Прищурившись, он пригибается и осматривает комнату, словно даже сейчас поезд его мысли несется по рельсам прошлого.
— Да. — Он поджимает губы. — Однажды я сам задал ему тот же вопрос. Мы, как всегда, сидели за нашим столиком в «Афинском мудреце» — я рассказывал вам об «Афинском мудре…» — ах, рассказывал? — ну так вот, пили, как у нас водилось, кофе, и платить была очередь вашего отца — он всегда настаивал, говорил, мол… о чем бишь я? Ах да, он говорил об этих жутких комиссарах и комитетах. Ага! Называл это «смертью от бюрократии». Здорово сказано, правда? Помнится, меня несколько задело то, что показалось несоответствием, и я спросил: «Если они такие низменные бюрократы, то зачем нанимают такого возвышенного врача, как вы? Зачем, если не для того, чтобы следовать его советам?»
— И что он ответил?
— Сначала ничего. Конечно, таков был его стиль — десять частей мысли на одну часть слова. Пока, наконец — мы уже вставали из-за стола, уже — ха! — стряхивали с рукавов крошки миндального пирога, — так вот, пока, наконец, он не произнес — никогда не забуду, как он это сказал! — он сказал: «Они не хотят, чтобы я вылечил этого ребенка. Им надо, чтобы я гарантировал, что он умрет».
Глава 16
НЕИЗЛЕЧИМАЯ БОЛЕЗНЬ ВЫЯВЛЕНА НА САМОМ ПОРОГЕ СМЕРТИ
Подобно сальной свече, мозг Папаши Время трещит, истекает каплями и горит ярко, но длится это недолго, и когда свет гаснет, то уже бесповоротно. Сперва отказывает речь, затем угасает сознание, и не проходит и пяти минут, как Папаша падает поперек своего убогого ложа — приземляясь по странной траектории, словно рухнувшее стропило. Остается лишь снять с него башмаки и пожелать спокойной ночи.

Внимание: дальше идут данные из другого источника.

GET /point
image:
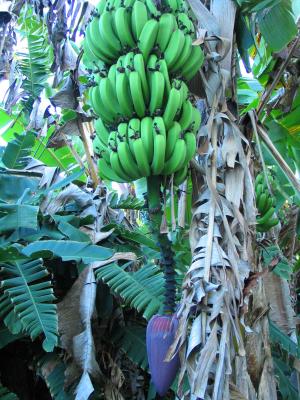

В течение следующих двух дней я делаю все, что в моих силах, чтобы возобновить разговор. И внешне он вроде бы даже не против. Однако внутри его что-то не желает разговора, и никакими подмигиваниями и упоминаниями — ни о Тампле, ни об «Афинском мудреце» — мне не удается вновь вызвать его на откровенность. Максимум, что я из него вытягиваю, — это обещание, весьма туманное, «однажды сводить меня в архивы».